Having endured three days of crowds stomping over the wet ground, the Northern Meeting Park was far from looking its best on Sunday with large sections, including half the bar, sealed off from the public. Even so, some hardy souls had taken promoter Les Kidger’s hopes for a picnic atmosphere for the final show to heart, and turned up with rugs and collapsible chairs to enjoy the music.
Sunday, preceded by a day of warm sunshine, had the best of it weather-wise for the four days of music at the Northern Meeting Park, but even so, it seemed to be a bit on the cool side for a southern visitor like Holland.
"Is it slightly cold in the theatre?" he asked.
"The roof isn’t what it was. So let’s get warm together."
Holland himself should have had no cause to feel cold. Dressed in his trademark black suit, he battered away at his piano while around him a line up of top professionals belted out a brass led wall of sound.
His vocal guests were of slightly mixed quality. Rico Rodriguez may be one of ska music’s founding father’s, but unlike his trombone there is a certain creakiness to his voice, though he did add a certain Caribbean warmth to the Highland evening.
The addition of Chris Difford allowed Holland to bring some of their old Squeeze hits out of the box for an airing, with a reggae-tinged "Take Me I’m Yours", followed by the perennially popular "Up The Junction" and a dance-friendly version of "Cool For Cats".
Difford, whose brief appearance certainly left the crowd wanting more, was introduced by Holland with a gift for hyperbole that suggested an alternative career as a market stall trader or the MC on a revived version of "The Good Old Days", Holland hyping up his "musical legend" bandmate as "the greatest poet of popular music Britain has ever known."
Holland’s other guests and bandmates received similarly ego-massaging introductions, including the final member of the re-united Squeeze triumvirate appearing in the Northern Meeting Park, Gilson Lavis.
However, after his moment in the spotlight, subjecting his drum kit to a sustained bashing that would have made even Holland’s piano feel sorry for it, it would have been hard to disagree with Holland’s assessment that the crowd had witnessed "the best drum solo that this city has seen and will ever see."

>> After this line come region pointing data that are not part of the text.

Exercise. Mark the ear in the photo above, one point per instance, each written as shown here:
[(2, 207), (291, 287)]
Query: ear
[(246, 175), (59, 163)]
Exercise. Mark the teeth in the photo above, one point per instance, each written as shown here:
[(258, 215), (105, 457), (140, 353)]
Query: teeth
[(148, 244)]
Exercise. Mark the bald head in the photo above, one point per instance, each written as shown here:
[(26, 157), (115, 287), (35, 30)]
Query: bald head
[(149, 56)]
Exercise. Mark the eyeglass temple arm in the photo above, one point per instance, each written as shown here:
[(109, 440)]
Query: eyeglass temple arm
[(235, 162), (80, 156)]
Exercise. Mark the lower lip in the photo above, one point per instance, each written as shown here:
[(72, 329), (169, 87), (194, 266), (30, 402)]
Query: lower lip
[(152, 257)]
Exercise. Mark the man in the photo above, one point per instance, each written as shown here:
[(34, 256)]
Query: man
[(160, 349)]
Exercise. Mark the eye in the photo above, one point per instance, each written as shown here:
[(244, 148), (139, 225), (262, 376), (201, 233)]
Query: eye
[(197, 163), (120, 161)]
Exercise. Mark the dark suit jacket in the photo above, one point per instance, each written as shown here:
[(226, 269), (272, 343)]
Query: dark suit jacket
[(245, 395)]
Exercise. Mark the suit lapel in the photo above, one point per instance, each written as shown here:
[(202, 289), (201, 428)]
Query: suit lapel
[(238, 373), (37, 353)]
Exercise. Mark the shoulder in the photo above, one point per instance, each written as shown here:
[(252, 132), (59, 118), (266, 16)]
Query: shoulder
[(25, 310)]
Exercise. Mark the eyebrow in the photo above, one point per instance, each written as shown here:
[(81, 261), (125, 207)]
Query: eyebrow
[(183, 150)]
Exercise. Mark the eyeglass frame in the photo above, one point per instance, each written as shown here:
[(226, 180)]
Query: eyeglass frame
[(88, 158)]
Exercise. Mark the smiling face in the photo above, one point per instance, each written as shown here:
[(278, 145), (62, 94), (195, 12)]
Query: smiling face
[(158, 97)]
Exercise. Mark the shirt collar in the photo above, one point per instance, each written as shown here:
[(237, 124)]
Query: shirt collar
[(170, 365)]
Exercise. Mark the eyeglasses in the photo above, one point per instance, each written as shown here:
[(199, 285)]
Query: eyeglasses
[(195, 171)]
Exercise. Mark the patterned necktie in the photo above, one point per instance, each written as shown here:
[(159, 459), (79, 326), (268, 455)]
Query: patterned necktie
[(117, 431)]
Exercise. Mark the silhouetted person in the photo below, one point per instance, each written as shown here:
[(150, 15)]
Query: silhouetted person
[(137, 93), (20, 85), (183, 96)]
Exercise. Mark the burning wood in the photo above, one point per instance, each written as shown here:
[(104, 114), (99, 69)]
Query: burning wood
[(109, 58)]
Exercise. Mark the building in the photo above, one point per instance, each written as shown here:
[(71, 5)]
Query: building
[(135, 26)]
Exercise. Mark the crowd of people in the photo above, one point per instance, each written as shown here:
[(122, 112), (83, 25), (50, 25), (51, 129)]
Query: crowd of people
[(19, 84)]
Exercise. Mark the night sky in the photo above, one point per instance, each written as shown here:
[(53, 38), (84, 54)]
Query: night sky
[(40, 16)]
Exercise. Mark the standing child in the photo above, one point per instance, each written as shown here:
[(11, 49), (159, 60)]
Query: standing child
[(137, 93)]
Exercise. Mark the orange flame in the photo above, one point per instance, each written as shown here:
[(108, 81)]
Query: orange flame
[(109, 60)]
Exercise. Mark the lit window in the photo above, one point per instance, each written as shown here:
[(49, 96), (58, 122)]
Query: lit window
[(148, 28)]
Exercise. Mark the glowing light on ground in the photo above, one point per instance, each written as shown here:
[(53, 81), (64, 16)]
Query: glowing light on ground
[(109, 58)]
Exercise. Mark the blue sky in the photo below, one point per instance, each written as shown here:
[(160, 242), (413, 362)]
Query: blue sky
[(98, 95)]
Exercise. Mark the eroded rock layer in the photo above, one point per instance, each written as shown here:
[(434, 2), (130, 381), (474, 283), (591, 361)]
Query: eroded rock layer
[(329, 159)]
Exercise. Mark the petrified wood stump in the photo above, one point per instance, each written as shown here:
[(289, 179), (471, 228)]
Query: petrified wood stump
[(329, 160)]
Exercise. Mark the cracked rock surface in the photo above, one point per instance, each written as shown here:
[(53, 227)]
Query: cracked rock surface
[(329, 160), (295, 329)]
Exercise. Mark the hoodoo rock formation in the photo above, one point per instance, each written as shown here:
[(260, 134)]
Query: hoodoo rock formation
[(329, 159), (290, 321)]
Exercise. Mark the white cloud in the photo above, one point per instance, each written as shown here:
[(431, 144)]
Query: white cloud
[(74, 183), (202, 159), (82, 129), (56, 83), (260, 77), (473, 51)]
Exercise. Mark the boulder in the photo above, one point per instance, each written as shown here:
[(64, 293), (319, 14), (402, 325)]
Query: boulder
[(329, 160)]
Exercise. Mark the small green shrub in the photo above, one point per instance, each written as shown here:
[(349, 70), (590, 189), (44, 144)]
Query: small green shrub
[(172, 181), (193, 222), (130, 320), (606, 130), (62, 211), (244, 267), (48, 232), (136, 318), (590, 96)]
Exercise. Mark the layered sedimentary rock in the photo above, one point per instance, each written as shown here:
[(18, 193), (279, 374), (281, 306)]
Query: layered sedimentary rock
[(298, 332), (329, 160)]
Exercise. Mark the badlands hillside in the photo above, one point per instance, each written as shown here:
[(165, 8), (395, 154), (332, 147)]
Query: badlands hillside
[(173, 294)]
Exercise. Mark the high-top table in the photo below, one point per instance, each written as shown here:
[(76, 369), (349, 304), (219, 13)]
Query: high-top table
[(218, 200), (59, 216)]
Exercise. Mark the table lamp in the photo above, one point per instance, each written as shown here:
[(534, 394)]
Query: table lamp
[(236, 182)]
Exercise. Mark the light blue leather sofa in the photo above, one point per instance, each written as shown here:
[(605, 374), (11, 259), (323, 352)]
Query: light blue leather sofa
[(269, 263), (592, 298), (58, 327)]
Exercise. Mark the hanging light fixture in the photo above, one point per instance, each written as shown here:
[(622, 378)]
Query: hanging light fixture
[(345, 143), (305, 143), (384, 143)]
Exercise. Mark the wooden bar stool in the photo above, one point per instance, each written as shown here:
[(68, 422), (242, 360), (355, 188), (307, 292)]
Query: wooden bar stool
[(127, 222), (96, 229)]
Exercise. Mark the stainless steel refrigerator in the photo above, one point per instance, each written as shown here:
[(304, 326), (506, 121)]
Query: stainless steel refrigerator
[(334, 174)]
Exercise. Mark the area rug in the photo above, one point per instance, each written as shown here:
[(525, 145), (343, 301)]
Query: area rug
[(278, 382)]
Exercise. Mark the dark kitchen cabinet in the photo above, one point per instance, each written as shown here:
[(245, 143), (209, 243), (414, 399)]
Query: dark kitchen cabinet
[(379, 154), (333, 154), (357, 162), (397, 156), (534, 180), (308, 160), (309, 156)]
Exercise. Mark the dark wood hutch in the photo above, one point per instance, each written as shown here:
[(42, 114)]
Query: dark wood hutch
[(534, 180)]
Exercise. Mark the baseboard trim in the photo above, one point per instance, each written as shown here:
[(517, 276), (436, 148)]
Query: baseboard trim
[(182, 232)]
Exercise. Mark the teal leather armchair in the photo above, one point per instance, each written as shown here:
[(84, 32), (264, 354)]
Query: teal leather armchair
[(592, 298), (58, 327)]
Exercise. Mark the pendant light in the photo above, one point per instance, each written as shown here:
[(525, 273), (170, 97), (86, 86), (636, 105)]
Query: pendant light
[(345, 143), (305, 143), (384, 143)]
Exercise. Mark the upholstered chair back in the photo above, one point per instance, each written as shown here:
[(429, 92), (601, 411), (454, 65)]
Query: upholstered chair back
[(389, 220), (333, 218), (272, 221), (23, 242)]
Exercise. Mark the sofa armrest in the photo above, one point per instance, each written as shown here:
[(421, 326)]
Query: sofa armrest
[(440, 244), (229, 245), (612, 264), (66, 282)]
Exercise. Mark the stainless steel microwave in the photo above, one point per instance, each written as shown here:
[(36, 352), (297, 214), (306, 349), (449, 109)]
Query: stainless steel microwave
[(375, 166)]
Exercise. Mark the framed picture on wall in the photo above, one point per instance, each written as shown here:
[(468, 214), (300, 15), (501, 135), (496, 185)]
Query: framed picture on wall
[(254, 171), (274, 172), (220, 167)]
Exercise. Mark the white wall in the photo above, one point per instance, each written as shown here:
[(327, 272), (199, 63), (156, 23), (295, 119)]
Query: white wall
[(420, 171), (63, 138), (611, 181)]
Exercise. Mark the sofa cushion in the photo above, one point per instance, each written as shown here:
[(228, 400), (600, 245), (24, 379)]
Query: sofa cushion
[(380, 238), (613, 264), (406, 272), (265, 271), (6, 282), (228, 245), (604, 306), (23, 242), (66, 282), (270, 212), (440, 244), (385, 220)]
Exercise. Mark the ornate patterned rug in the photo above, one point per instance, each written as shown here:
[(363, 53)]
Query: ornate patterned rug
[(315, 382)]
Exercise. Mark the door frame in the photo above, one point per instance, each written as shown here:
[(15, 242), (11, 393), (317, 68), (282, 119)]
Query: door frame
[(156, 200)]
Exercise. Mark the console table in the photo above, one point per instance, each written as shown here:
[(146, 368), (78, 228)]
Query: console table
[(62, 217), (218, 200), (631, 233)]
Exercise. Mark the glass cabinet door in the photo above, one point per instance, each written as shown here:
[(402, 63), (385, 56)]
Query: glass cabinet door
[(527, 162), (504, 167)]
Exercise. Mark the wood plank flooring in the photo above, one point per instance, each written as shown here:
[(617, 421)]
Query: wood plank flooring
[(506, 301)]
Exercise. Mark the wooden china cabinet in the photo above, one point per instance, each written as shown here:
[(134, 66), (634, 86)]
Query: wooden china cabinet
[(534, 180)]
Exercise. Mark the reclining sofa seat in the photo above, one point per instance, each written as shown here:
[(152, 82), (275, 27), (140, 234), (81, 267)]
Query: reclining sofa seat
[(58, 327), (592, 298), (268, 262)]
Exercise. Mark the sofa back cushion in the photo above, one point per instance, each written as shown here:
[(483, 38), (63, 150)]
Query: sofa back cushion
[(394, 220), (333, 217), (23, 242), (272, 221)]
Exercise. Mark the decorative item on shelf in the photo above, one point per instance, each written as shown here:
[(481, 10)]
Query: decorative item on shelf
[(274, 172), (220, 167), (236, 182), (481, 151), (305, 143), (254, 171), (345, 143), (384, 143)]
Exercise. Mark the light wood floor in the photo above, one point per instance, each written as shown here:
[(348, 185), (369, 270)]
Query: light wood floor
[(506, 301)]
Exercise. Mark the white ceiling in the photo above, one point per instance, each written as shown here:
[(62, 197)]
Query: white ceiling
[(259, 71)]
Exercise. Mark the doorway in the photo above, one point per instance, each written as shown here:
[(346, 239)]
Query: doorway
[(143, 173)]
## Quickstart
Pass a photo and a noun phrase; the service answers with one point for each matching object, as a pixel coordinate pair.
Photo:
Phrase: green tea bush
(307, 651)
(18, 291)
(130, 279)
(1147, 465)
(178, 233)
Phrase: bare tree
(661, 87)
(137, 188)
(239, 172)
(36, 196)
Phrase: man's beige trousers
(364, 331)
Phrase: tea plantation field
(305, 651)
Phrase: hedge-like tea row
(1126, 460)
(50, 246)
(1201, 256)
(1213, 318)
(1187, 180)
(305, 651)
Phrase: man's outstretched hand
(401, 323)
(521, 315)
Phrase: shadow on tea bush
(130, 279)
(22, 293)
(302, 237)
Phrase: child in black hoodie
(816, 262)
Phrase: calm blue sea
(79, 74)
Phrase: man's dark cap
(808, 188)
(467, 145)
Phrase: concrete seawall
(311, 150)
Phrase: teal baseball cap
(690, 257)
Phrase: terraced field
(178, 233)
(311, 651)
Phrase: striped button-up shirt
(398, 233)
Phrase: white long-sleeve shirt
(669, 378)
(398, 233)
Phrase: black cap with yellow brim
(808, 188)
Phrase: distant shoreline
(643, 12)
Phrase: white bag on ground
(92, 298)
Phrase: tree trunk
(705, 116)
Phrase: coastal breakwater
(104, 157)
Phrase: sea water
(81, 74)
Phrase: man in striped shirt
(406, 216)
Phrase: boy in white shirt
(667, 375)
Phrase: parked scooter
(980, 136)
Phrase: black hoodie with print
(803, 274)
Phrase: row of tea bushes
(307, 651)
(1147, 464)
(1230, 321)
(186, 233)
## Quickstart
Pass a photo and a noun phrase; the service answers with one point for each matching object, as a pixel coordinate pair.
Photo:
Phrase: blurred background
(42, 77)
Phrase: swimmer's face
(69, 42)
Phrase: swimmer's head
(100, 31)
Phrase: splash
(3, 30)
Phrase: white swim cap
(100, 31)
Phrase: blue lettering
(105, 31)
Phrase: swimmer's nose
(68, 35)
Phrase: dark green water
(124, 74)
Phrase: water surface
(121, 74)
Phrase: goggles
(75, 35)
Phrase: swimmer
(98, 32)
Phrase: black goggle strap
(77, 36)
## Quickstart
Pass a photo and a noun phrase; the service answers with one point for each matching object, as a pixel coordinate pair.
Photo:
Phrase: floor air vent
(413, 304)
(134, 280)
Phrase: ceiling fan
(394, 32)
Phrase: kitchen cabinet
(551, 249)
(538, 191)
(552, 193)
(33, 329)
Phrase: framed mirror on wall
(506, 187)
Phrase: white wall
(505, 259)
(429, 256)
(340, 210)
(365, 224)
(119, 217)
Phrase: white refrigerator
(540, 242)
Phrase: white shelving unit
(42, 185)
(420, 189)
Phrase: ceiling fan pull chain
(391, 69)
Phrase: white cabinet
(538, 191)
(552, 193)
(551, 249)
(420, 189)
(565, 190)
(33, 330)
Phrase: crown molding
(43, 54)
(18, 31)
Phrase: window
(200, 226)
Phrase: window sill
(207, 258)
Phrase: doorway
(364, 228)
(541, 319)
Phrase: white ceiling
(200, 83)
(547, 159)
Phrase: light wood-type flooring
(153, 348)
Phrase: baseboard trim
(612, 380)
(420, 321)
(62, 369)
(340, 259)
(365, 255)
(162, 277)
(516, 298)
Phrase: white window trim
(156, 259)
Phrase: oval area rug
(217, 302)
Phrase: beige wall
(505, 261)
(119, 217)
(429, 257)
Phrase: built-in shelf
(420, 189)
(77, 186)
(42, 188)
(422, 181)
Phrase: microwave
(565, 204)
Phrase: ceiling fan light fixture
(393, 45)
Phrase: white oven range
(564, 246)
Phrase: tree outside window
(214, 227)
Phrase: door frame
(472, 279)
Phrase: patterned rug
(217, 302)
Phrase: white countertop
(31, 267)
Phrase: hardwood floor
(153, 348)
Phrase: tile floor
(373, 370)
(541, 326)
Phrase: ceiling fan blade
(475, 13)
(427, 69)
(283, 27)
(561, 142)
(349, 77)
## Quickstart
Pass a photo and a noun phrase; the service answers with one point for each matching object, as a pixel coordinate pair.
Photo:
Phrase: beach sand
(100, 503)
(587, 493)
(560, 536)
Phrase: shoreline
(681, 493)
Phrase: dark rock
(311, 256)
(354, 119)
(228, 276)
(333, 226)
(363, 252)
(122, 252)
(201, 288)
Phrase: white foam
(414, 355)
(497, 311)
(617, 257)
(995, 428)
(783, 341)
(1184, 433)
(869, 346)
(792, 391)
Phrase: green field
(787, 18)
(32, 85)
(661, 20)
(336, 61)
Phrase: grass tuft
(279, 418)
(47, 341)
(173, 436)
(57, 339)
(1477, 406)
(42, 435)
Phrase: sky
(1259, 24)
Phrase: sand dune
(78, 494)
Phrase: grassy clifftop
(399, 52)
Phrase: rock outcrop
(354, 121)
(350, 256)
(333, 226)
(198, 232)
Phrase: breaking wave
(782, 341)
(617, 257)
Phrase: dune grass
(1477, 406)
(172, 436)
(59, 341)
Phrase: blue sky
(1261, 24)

"Queen of Boogie" Ruby Turner showed that when her namesake Tina is not around, she is a perfectly good substitute when it comes to serving up some raunchy laden soul — even throwing a little gospel into the mix to remind us it was the Sabbath.
Finishing up with "Enjoy Yourself, It’s Later Than You Think" — a pretty good mantra for the evening as a whole — and blues standard "See See Rider", Holland’s top musical crew ensured CKEvents run of Summer in the City dates ended on a high note.